THE DETECTION OF ADULTERATED GASOLINE: A BRIEF REVIEW OF THE MAIN ANALYTICAL METHODS

Abstract

Introduction:
Gasoline adulteration means loss of tax revenue, mechanical damage to cars and harmful effects on health and environment. Existing analytical methods allow
adulterants presence to be detected.
Objective:
The objective of this review is to provide a quick and general overview of these methods, comparing their advantages and disadvantages, which allow defining the ideal scope for each of them.
Materials and Methods:
The literature reviewed shows that analytical options can be classified into three categories. Physicochemical parameters include density, viscosity, octane number, Reid vapor pressure and distillation curve.
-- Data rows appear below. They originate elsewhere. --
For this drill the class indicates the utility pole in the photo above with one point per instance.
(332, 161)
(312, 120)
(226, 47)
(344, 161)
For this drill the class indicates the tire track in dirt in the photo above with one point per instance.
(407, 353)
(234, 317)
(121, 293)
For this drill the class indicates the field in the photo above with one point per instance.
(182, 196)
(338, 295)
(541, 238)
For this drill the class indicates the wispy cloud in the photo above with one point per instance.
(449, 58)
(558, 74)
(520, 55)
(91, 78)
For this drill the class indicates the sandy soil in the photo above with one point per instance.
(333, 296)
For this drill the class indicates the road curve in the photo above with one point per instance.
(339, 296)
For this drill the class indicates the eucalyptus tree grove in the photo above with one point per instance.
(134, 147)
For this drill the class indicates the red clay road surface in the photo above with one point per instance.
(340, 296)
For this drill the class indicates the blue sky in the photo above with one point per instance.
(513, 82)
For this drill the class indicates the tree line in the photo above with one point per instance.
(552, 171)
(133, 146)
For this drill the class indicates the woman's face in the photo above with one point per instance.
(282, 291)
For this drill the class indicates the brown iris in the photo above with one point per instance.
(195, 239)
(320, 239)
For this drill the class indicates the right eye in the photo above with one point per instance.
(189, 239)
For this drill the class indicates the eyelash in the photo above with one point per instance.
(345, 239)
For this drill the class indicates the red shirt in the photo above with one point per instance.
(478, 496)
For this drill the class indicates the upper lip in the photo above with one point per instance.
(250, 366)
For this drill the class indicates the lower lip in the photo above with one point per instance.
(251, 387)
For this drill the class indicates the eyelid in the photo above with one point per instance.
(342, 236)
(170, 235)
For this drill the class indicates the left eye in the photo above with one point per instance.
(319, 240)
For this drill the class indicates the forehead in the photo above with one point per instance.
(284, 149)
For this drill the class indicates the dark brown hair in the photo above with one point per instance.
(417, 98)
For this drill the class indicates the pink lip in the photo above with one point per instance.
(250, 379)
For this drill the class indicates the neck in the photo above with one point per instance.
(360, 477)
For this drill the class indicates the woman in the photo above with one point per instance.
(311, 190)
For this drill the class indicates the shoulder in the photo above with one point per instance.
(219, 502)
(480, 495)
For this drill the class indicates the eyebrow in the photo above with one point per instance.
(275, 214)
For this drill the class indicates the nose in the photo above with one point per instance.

Chromatographic methods include high performance liquid chromatography and gas chromatography, while spectroscopic
methods include fluorescence spectroscopy, infrared spectroscopy and proton nuclear magnetic resonance spectroscopy.
Results and Discussion:
The physicochemical parameters may have a low sensitivity and they are insufficient to detect adulterations. Chromatographic methods require time, but they need very little sample and can reveal adulterant nature. Spectroscopic methods are fast, sensitive, although 1H-NMR spectroscopy has high instrumentation cost.
Conclusions:
Gas chromatography is suitable for those hardest to detect adulterations. In contrast, spectroscopic methods are more appropriate for processing a large number of samples. 1H-NMR is a very valid option, although FTIR spectroscopy is a much cheaper option. In countries with limited economic resources, physical-chemical methods may be the most appropriate option.